A RÚSSIA, A MODERNIZAÇÃO BRASILEIRA E A SAÍDA DO PATRIMONIALISMO

É possível sair do Patrimonialismo, ou seja, da forma familística de gerir o Estado? Se, como propõem estudiosos do tema, aprofundarmos no caso da Rússia, um dos mais antigos Estados Patrimonialistas do Planeta, algumas lições podem ser extraídas dessa experiência, levando em consideração que o mencionado país conseguiu sair inteiro da dissolução da antiga União Soviética, passou a liderar um novo processo de reorganização das antigas Repúblicas sob seu domínio e, nas últimas décadas, deu passos importantes em direção a uma economia de mercado, trazendo para o controle de tecnocratas a serviço do Estado, empresas públicas que tinham caído em mãos da antiga nomenclatura, constituída em nova oligarquia alheia a uma visão modernizadora.

É claro que parece difícil a Rússia atual sair desse estágio de reestatização, dada a forma agressiva e centralizadora como se consolidou o processo sob a liderança despótica de Putin e do aparelho de inteligência da antiga polícia política. Anote-se, porém, com justiça, que esta liderança conseguiu vitórias importantes também no plano internacional, peitando os Estados Unidos no caso da Síria, e a Comunidade Europeia nos eventos que se sucederam, ao longo do último ano, na Ucrânia.

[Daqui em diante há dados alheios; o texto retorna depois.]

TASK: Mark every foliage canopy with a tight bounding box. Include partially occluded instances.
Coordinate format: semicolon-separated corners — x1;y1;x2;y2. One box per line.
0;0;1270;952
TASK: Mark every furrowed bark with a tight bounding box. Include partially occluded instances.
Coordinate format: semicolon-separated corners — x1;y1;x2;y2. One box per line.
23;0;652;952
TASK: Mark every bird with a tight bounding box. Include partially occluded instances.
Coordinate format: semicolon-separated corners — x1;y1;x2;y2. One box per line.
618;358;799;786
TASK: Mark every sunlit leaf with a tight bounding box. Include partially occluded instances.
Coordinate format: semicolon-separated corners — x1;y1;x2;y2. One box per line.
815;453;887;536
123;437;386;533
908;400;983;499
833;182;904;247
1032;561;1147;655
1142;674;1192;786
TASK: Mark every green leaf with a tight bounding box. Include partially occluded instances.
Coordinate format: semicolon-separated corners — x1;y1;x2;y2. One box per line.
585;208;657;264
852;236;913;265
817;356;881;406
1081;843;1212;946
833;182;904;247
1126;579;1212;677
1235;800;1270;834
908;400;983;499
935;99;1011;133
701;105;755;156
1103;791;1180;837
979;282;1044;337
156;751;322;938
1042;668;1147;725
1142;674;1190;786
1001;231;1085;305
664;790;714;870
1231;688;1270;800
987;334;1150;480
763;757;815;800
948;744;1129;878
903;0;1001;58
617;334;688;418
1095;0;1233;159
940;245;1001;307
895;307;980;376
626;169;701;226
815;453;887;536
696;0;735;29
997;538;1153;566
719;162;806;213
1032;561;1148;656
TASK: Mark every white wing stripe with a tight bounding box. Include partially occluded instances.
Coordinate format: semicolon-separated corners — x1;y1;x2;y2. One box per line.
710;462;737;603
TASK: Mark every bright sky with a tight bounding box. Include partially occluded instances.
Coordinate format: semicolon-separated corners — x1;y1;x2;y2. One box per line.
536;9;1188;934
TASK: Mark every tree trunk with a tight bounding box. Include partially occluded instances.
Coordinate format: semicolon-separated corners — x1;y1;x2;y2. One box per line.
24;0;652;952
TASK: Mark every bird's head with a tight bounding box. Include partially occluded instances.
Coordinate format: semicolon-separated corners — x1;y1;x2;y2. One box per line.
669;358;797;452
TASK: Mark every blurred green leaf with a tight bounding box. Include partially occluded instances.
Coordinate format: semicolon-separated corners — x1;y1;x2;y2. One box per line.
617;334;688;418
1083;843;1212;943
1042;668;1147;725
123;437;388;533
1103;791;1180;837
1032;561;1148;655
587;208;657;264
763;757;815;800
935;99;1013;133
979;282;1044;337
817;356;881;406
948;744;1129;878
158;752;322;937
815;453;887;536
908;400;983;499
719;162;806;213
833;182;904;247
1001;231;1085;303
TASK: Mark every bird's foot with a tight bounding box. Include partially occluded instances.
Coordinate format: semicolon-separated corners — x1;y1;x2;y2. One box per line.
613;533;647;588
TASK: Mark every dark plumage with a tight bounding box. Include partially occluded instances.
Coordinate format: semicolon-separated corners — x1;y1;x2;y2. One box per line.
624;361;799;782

Já Gilberto Freyre apontava para a necessidade de conhecer melhor a Rússia, dadas as semelhanças existentes entre o Brasil (a “Rússia dos Trópicos”) e o imenso país dos Czares. Do ângulo europeu, o eminente sociólogo Otto de Habsburgo recomendava aos estudiosos, no final do século passado, que para compreender o que estava acontecendo na agonizante União Soviética, conhecessem melhor o exemplo de abertura efetivado no Brasil, bem como em alguns outros países latino-americanos, notadamente no México, a fim de que entendessem como se concretizava a instância modernizadora num meio patrimonialista.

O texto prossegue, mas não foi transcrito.